I own a car. It’s a 2012 Honda and it’s got some miles on it. It has its share of dings and scratches, and it smells like coffee. The car is only 5 years old, but it’s most likely seen as technologically-challenged in some people’s eyes.
Having the most technology-advanced car is priority number one for most major auto manufacturers. Consumers have come to expect cars with all the bells and whistles when they walk into a dealership. Keyless, self-driving, and advanced computer systems are all in play. But as the gadgetry in vehicles evolves, so does the skill it takes to hack into them.
Case in point: In 2015, a group of hacktivists were able to shut down the engine of a new Jeep while it was being driven. What’s even more striking is that they managed to do it without touching the vehicle. Yes, they hacked into the Jeep but they did it in a controlled setting with the intent to show how easy it can be for some people to bypass a car’s security; using a few well-placed key strokes and some decent Wi-Fi.
Now, if a couple of guys with time on their hands can hack into a car with relative ease, imagine what a domestic or foreign aggressor could do.
That’s where CanBusHack comes in. They're a group of hackers that toils day in day out testing and retesting the weak points in new car technology. CanBusHack hosted a “Car Hackathon” at the recent DefCon convention in Las Vegas. "We're just engaging the [hacking] community," said Robert Leale, of CanBusHack. "The goal is to bring everybody together in one spot, everybody talking, everybody having good conversations, and only good can come out of that I think."

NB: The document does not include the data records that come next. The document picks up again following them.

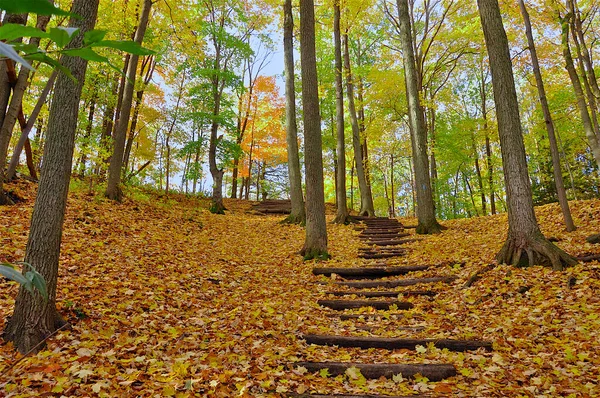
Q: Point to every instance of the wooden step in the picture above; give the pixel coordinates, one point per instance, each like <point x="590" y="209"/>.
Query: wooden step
<point x="396" y="343"/>
<point x="340" y="305"/>
<point x="434" y="372"/>
<point x="368" y="271"/>
<point x="393" y="293"/>
<point x="369" y="256"/>
<point x="395" y="283"/>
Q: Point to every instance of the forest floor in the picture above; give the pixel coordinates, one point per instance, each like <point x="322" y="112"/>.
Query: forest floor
<point x="167" y="299"/>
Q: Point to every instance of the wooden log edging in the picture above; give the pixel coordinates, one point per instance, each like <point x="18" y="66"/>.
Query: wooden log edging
<point x="340" y="305"/>
<point x="394" y="293"/>
<point x="395" y="283"/>
<point x="368" y="271"/>
<point x="434" y="372"/>
<point x="396" y="343"/>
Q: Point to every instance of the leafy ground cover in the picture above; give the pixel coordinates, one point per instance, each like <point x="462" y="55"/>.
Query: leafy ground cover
<point x="167" y="299"/>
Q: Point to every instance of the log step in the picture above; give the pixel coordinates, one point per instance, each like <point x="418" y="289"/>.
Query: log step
<point x="395" y="283"/>
<point x="393" y="293"/>
<point x="370" y="271"/>
<point x="434" y="372"/>
<point x="340" y="305"/>
<point x="379" y="255"/>
<point x="396" y="343"/>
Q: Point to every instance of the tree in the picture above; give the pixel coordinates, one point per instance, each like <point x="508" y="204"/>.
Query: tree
<point x="340" y="187"/>
<point x="560" y="186"/>
<point x="525" y="244"/>
<point x="34" y="318"/>
<point x="315" y="245"/>
<point x="113" y="190"/>
<point x="298" y="213"/>
<point x="427" y="224"/>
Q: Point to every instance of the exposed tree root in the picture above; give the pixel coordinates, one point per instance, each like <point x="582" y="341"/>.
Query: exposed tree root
<point x="529" y="251"/>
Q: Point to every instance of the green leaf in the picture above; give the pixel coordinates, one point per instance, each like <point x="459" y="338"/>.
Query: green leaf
<point x="40" y="7"/>
<point x="38" y="282"/>
<point x="9" y="272"/>
<point x="9" y="52"/>
<point x="93" y="36"/>
<point x="87" y="54"/>
<point x="61" y="36"/>
<point x="126" y="46"/>
<point x="11" y="31"/>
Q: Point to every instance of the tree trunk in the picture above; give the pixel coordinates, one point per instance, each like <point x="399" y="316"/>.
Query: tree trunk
<point x="525" y="244"/>
<point x="366" y="199"/>
<point x="581" y="101"/>
<point x="298" y="213"/>
<point x="14" y="160"/>
<point x="558" y="179"/>
<point x="341" y="216"/>
<point x="34" y="319"/>
<point x="113" y="189"/>
<point x="427" y="224"/>
<point x="315" y="245"/>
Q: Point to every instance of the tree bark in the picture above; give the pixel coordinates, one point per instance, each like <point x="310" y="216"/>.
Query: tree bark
<point x="427" y="224"/>
<point x="558" y="179"/>
<point x="298" y="214"/>
<point x="341" y="216"/>
<point x="315" y="245"/>
<point x="33" y="318"/>
<point x="366" y="199"/>
<point x="113" y="189"/>
<point x="14" y="160"/>
<point x="525" y="244"/>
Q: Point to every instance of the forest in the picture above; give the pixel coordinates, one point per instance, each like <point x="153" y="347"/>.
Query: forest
<point x="425" y="175"/>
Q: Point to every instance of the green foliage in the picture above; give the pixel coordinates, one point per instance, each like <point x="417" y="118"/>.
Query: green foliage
<point x="30" y="280"/>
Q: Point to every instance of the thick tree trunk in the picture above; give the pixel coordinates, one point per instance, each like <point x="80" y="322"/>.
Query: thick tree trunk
<point x="588" y="128"/>
<point x="366" y="199"/>
<point x="558" y="179"/>
<point x="341" y="216"/>
<point x="113" y="189"/>
<point x="298" y="213"/>
<point x="525" y="244"/>
<point x="315" y="245"/>
<point x="34" y="319"/>
<point x="427" y="224"/>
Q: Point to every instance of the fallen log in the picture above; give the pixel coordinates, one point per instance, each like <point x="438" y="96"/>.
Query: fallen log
<point x="395" y="283"/>
<point x="393" y="293"/>
<point x="388" y="343"/>
<point x="340" y="305"/>
<point x="593" y="238"/>
<point x="370" y="271"/>
<point x="434" y="372"/>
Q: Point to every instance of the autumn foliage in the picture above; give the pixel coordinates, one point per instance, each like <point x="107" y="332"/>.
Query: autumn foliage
<point x="167" y="299"/>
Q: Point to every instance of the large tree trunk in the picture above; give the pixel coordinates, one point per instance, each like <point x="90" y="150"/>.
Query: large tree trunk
<point x="560" y="186"/>
<point x="427" y="224"/>
<point x="34" y="319"/>
<point x="113" y="189"/>
<point x="298" y="213"/>
<point x="315" y="245"/>
<point x="525" y="244"/>
<point x="366" y="199"/>
<point x="341" y="216"/>
<point x="588" y="128"/>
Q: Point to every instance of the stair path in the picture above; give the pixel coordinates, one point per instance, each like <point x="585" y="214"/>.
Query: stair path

With vulnerabilities in cars and technology pitfalls becoming an increasing reality, events like this one have gotten the attention of major car companies. This year, Mazda offered up a car at DefCon for community hackers. No rules, no conditions – they just wanted the hacking community to come together and attack the car from all sides with Mazda executives taking notes. The goal was to improve the safety and security of future cars.
“It’s a proactive space for us to work collectively with researchers and the experts in the field here, to try to find potential vulnerabilities or opportunities for us to both improve the safety as well as the consumer confidence in our vehicles,” said Tim Barnes of Mazda Cyber Security.
Mazda’s approach may be seen as unusual. Most companies are trying to keep hackers and outside technology experts out of their domain. Is it out of fear of giving away a competitive advantage? Perhaps. But hacktivists say they are prepared to work in tandem with manufacturers to help make car security as tight as can be.
Auto manufacturers are slowly warming up to the idea. But Mazda executives say they’re all in.
“We love hackers because I feel like the industry as a whole needs to do a better job of marrying the hacking community with the engineering community and bringing that separate expertise together in a more collaborative way,” said Jennifer Tisdale of Mazda Cyber Security.